If $A$ and $B$ are square matrices of the same order such that $AB = BA$,then prove by induction that $AB^{n} = B^{n}A$. Further,prove that $(AB)^{n} = A^{n}B^{n}$ for all $n \in N$.

(N/A) Given that $A$ and $B$ are square matrices of the same order such that $AB = BA$.
Part $1$: To prove $P(n): AB^{n} = B^{n}A$ for all $n \in N$ by induction.
For $n = 1$,$AB^{1} = B^{1}A$,which is true as $AB = BA$ is given.
Assume the result is true for $n = k$,i.e.,$AB^{k} = B^{k}A$ $(1)$.
For $n = k + 1$,we have $AB^{k+1} = (AB^{k})B = (B^{k}A)B = B^{k}(AB) = B^{k}(BA) = (B^{k}B)A = B^{k+1}A$.

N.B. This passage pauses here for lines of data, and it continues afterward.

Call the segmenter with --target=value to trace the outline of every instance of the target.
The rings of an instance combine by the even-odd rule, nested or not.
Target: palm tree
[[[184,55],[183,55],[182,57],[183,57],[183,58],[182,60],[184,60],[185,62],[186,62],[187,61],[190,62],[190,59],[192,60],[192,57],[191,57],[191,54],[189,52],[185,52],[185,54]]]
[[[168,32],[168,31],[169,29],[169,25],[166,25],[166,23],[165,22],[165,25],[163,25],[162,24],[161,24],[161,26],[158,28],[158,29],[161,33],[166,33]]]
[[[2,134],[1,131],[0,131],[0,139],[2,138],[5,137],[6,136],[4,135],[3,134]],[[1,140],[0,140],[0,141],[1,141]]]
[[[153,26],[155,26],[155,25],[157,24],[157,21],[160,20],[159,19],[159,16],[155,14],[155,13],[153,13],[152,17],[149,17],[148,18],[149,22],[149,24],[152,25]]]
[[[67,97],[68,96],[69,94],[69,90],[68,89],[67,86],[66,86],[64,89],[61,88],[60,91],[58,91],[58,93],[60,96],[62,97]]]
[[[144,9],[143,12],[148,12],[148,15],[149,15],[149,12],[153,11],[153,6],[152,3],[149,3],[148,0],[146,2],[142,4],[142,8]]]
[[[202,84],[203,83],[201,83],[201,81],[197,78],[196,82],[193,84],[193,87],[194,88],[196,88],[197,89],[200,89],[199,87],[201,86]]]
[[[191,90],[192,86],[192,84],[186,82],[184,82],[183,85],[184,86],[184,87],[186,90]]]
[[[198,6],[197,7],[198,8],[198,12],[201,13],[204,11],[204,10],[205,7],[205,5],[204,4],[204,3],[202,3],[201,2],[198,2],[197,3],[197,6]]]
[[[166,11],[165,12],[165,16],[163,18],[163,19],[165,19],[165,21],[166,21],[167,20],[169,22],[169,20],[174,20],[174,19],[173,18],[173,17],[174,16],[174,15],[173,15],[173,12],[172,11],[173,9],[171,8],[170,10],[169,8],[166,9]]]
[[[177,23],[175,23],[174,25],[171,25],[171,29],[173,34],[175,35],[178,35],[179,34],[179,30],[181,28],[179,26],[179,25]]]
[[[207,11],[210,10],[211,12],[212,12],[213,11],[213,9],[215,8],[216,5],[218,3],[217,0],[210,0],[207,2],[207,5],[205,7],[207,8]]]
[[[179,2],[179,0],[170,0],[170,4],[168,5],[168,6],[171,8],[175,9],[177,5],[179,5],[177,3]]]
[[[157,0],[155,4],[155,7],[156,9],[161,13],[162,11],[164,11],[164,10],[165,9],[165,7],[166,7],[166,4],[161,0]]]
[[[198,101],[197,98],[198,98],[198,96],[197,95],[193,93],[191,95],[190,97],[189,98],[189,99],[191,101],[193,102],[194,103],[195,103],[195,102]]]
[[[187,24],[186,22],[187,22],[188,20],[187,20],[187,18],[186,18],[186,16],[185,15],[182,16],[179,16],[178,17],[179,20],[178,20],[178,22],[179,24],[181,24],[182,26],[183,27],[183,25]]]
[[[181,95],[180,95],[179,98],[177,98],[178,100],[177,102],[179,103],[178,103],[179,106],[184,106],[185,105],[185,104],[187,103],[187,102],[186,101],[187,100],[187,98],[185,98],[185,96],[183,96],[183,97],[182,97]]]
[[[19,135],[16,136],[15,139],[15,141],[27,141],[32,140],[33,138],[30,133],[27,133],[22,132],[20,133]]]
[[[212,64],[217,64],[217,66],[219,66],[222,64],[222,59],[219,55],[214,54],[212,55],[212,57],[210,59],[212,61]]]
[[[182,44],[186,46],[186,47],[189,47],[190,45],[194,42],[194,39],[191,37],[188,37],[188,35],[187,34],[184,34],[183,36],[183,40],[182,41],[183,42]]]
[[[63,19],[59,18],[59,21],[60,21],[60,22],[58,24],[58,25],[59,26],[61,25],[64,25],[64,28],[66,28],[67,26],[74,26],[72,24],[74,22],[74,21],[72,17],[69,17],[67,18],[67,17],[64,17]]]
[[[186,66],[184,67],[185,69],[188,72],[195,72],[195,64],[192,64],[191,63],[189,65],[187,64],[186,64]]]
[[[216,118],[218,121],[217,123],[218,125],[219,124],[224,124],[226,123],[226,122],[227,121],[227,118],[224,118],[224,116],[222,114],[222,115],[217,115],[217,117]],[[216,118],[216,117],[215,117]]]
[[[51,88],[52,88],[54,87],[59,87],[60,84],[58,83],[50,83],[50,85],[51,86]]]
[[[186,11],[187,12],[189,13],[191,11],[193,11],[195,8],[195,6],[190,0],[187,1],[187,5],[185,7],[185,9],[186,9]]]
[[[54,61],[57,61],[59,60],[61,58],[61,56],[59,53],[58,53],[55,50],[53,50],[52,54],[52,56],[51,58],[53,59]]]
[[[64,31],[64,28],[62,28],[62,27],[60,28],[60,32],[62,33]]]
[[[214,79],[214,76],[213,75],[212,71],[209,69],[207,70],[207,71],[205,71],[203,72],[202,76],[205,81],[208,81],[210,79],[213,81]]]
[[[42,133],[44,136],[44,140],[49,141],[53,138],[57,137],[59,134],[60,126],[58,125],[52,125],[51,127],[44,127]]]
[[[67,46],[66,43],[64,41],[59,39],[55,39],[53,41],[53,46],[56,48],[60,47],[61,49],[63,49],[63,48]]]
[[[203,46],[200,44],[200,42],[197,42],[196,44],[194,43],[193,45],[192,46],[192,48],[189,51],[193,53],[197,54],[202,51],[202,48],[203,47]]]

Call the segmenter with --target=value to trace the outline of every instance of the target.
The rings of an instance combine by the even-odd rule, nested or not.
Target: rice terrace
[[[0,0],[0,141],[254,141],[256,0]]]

Thus,by the principle of mathematical induction,$AB^{n} = B^{n}A$ for all $n \in N$.
Part $2$: To prove $Q(n): (AB)^{n} = A^{n}B^{n}$ for all $n \in N$ by induction.
For $n = 1$,$(AB)^{1} = A^{1}B^{1} = AB$,which is true.
Assume the result is true for $n = k$,i.e.,$(AB)^{k} = A^{k}B^{k}$ $(2)$.
For $n = k + 1$,we have $(AB)^{k+1} = (AB)^{k}(AB) = (A^{k}B^{k})(AB) = A^{k}(B^{k}A)B$.
Using the result from Part $1$,$B^{k}A = AB^{k}$,so $(AB)^{k+1} = A^{k}(AB^{k})B = (A^{k}A)(B^{k}B) = A^{k+1}B^{k+1}$.
Thus,by the principle of mathematical induction,$(AB)^{n} = A^{n}B^{n}$ for all $n \in N$.